Markovits: It’s funny because Angela Merkel is one of the few German politicians that loves the United States and was always very Atlanticist. And to her this is horrible, she wouldn’t want this cooling of trans-Atlantic relations. She has become ‘faute de mieux’ the West’s leader, a leader despite herself. She didn’t want this. But there is no question that Trump has become such a liability that Merkel has entered this vacuum and assumed the mantle of leadership for two reasons: Germany is clearly far and away the dominant power in Europe; and Merkel is the only adult in the room.
Q: Does Merkel need to worry whether she will win the election?
Markovits: In Germany, the switches in government happen by virtue of coalition partners switching, not by voters voting for or against certain parties. Only twice in the history of the Federal Republic of Germany have governments changed by dint of the voters’ decisions at the ballot box. All other changes have occurred by dint of parties switching coalition partners with none being more fickle and crucial than the FDP which failed to get the necessary 5 percent nationwide to enter the Bundestag in 2013 but which will most assuredly return to the parliament this time around.
But the FDP was the kingmaker in a two-and-a-half party system which, in the meantime, has morphed into a six-party system. And because of that there’s a lot of volatility as to who will form the next coalition. That’s the only question here. There’s no question that Angela Merkel will win, it is only a question of by how much. At the moment, she’s getting 37, 39 percent. Clearly she needs a coalition partner or partners.
Q: Are there any hot-button issues we should pay attention in the German election?
Markovits: There’s a great saying in German: “Die suppe wird nicht so heiß gegessen wie gekocht,” the soup is not eaten as hot as it’s made. This is very, very important for post-War War II German politics. When it comes to elections, things cool off. The German voter doesn’t want extremes. The German voter kind of said we’ve had enough extremes in the 20th century, thank you very much. We will go with the true and tried and the trusted. After all, things are very good in Germany, it’s still a very rich country.
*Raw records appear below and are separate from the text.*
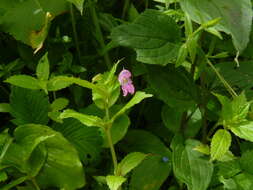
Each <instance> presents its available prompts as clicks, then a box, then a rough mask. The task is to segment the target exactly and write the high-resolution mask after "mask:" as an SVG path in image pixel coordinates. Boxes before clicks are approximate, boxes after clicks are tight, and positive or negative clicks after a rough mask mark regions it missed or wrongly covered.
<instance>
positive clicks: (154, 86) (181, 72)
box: [147, 66, 198, 110]
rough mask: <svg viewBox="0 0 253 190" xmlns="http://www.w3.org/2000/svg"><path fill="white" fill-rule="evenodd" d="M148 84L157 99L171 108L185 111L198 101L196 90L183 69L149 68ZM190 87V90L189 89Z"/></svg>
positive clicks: (149, 67)
mask: <svg viewBox="0 0 253 190" xmlns="http://www.w3.org/2000/svg"><path fill="white" fill-rule="evenodd" d="M147 68H148V82H149V84H150V86H151V88H152V89H154V91H155V93H156V95H157V97H158V98H159V99H161V100H163V101H164V102H165V103H166V104H168V105H169V106H171V107H173V108H174V107H176V108H181V110H182V109H183V110H186V109H187V108H190V107H193V105H194V104H195V102H197V100H198V89H197V87H196V85H195V84H194V83H193V79H192V78H191V76H190V75H189V73H187V72H186V71H185V70H184V69H183V68H177V69H176V68H175V67H172V66H170V67H166V68H164V67H158V66H152V67H151V66H149V67H147ZM189 87H190V88H189Z"/></svg>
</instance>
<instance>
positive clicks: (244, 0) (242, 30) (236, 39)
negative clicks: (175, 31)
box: [180, 0, 252, 53]
mask: <svg viewBox="0 0 253 190" xmlns="http://www.w3.org/2000/svg"><path fill="white" fill-rule="evenodd" d="M180 5H181V7H182V9H183V10H184V11H185V12H186V13H188V15H189V16H190V18H191V19H192V20H194V21H195V22H197V23H199V24H203V23H205V22H208V21H210V20H212V19H215V18H219V17H220V18H221V21H220V23H219V24H217V25H215V26H214V28H215V29H217V30H218V31H223V32H225V33H227V34H230V35H231V36H232V38H233V43H234V46H235V48H236V49H237V51H239V52H240V53H241V52H242V51H243V50H244V49H245V48H246V46H247V44H248V42H249V35H250V31H251V23H252V9H251V7H252V5H251V1H250V0H241V1H237V0H223V1H219V0H212V1H209V0H182V1H180Z"/></svg>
I think this is a cake walk for Angela Merkel. It will be amazing when she wins, and when she forms a government she will equal Chancellor Helmut Kohl’s 16 years in this leadership position and surpass Konrad Adenauer’s 14 in her longevity. Only the venerable Otto von Bismarck will have served as Germany’s chancellor for a slightly longer period than Angela Merkel will have when everything is said and done. This is amazing. She’s a fascinating story.